Sleeping Man DAMAGED CARE: Agitprop comedy. By Joan Holden and Karim Scarlatta. Performed by the San Francisco Mime Troupe, directed by Dan Chumley. The San Francisco Mime Troupe taps its commedia dell'arte roots for the 1998 free summer parks show. Masks, dance, some puppetry, slapstick and a quasi-Italian setting may decorate the proceedings, but it's no magic elixir.

"Damaged Care," which opened Saturday at Dolores Park, continues the troupe's regrettable recent slump. Slackly plotted and performed, the show takes a slow-footed trudge through the modern health-care mess.

Joan Holden and Karim Scarlata's 75- minute script is knowing and sharply observed in spots. But "Care" lacks the spine and kinetic energy that make this kind of political theater capture a crowd.

Events don't detonate and build for the beleaguered nurses, woebegone patients and scheming administrators. Things happen and happen some more, without much acting muscle, and then it's over.

It's a message -- a plea for universal health care -- without a bottle.

Ed Holmes plays his customary Mime Troupe role, and not very smartly, as a corpulent CEO villain.

This time he's Doctor Capitano, an executive determined to raise profits by cutting services and privatizing Bologna General Hospital. A black-caped venture capitalist (Victor Toman) goads him on with threats of another corporation's takeover bid.

Velina Brown plays weary Nurse Basil, a "care junkie" who can't quite bring herself to quit. Keiko Shimosato is a new resident fried by a 136-hour shift and heavy student loans. Amos Glick, as an aide turned unqualified "medical associate," becomes a pawn in Capitano's union-busting plan.

STUMBLING STORY

The plot, such as it is, turns on a hapless patient -- Michael Gene Sullivan as the stock commedia figure Arlecchino -- who comes in with a mysterious lump and falls in love with Nurse Basil. Bad enough that he gets the runaround about his lump ("Follow the blue line to the exit") -- he nearly ends up with a broken heart as well.

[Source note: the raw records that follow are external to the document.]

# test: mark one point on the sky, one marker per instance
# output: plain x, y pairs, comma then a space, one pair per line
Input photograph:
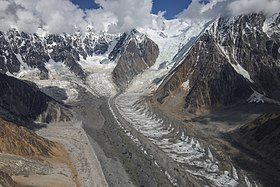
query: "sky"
116, 16
171, 7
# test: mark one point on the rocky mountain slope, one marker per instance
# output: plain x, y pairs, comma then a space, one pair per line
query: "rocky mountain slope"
22, 53
22, 141
23, 102
24, 154
262, 136
137, 53
234, 58
6, 180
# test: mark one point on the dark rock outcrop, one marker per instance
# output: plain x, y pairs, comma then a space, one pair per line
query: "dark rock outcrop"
6, 180
262, 136
11, 137
19, 50
234, 57
137, 53
23, 102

The story stutters and never really gets going, and no one in the cast makes much of an impression. But "Damaged Care" does score some dead hits on HMO madness. The single funniest scene parodies hospital voice-mail hell perfectly. A knockabout scene in the emergency room has a good dose of black humor, too.

Dead patients get sent to the "parts department" for organ harvesting. Others are advised to call 1-800-NOT SICK for telephone triage.

SHORT ON ANGER

"Damaged Care" could use a wilder, angrier streak all along. Director Dan Chumley uses puppets to suggest how patients get treated as objects. But there's nothing audacious or inventive in the clunky direction. Cast member Toman's spry ensemble dances are a bright spot at the start and finish of the show.

The Mime Troupe's July 4 openings always draw a faithful throng, and Saturday's was no exception. But it's hard not to sense something perfunctory behind the loyalty.

The Troupe's shows are just not as vivid and agile as they once were. With last year's dreary "Killing Time" and the ordinary "Soul Suckers from Outer Space" in '96, the company has hit a three-year lull. Remember "Back to Normal," "Coast City Confidential," "Secrets in the Sand" and the popular "Factwino" cartoons?

Maybe a great script could lure the sorely missed Sharon Lockwood from her Mime Troupe retirement. Let's hope so, and hope that one of the country's true-blue political theaters can recover its vital signs next year.